-
PR 2039186: VMware vSphere Virtual Volumes metadata might not be updated with associated virtual machines and make virtual disk containers untraceable
vSphere Virtual Volumes set with
VMW_VVolTypemetadata keyOtherandVMW_VVolTypeHintmetadata keySidecarmight not getVMW_VmIDmetadata key to the associated virtual machines and cannot be tracked by using IDs.This issue is resolved in this release.
-
PR 2119610: Migration of a virtual machine with a Filesystem Device Switch (FDS) on a vSphere Virtual Volumes datastore by using VMware vSphere vMotion might cause multiple issues
If you use vSphere vMotion to migrate a virtual machine with file device filters from a vSphere Virtual Volumes datastore to another host, and the virtual machine has either of the Changed Block Tracking (CBT), VMware vSphere Flash Read Cache (VFRC) or I/O filters enabled, the migration might cause issues with any of the features. During the migration, the file device filters might not be correctly transferred to the host. As a result, you might see corrupted incremental backups in CBT, performance degradation of VFRC and cache I/O filters, corrupted replication I/O filters, and disk corruption, when cache I/O filters are configured in write-back mode. You might also see issues with the virtual machine encryption.

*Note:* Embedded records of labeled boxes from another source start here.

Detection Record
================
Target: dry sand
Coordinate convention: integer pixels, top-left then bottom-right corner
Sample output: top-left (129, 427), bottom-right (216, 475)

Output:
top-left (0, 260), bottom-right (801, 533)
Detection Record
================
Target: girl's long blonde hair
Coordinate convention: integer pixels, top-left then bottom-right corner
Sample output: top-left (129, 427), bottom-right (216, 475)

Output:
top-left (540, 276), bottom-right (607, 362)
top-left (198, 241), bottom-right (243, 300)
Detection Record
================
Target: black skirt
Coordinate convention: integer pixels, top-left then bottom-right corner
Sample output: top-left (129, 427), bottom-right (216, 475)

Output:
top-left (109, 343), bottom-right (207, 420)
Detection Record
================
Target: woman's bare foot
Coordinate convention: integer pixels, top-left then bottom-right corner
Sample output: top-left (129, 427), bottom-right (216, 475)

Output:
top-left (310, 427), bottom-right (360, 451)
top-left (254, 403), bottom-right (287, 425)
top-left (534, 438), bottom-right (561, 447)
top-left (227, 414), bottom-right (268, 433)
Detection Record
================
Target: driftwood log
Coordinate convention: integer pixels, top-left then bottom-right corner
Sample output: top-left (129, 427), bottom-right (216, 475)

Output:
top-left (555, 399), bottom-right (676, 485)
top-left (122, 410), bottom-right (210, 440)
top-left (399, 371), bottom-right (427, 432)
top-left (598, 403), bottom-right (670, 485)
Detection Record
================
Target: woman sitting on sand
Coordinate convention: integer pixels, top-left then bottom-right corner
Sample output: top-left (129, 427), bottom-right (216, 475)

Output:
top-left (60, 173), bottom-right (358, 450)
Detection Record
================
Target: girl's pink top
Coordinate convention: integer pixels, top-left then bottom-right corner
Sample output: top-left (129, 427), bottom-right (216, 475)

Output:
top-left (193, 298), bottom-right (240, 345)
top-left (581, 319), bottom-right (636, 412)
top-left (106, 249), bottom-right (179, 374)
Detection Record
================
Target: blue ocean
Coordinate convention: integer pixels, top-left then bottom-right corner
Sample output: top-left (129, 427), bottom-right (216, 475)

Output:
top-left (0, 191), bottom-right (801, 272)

Тhis issue is resolved in this release.
-
PR 2145089: vSphere Virtual Volumes might become unresponsive if an API for Storage Awareness (VASA) provider loses binding information from the database
vSphere Virtual Volumes might become unresponsive due to an infinite loop that loads CPUs at 100% if a VASA provider loses binding information from the database. Hostd might also stop responding. You might see a fatal error message.
This issue is resolved in this release. This fix prevents infinite loops in case of database binding failures.
-
PR 2146206: vSphere Virtual Volumes metadata might not be available to storage array vendor software
vSphere Virtual Volumes metadata might be available only when a virtual machine starts running. As result, storage array vendor software might fail to apply policies that impact the optimal layout of volumes during regular use and after a failover.
This issue is resolved in this release. This fix makes vSphere Virtual Volumes metadata available at the time vSphere Virtual Volumes are configured, not when a virtual machine starts running.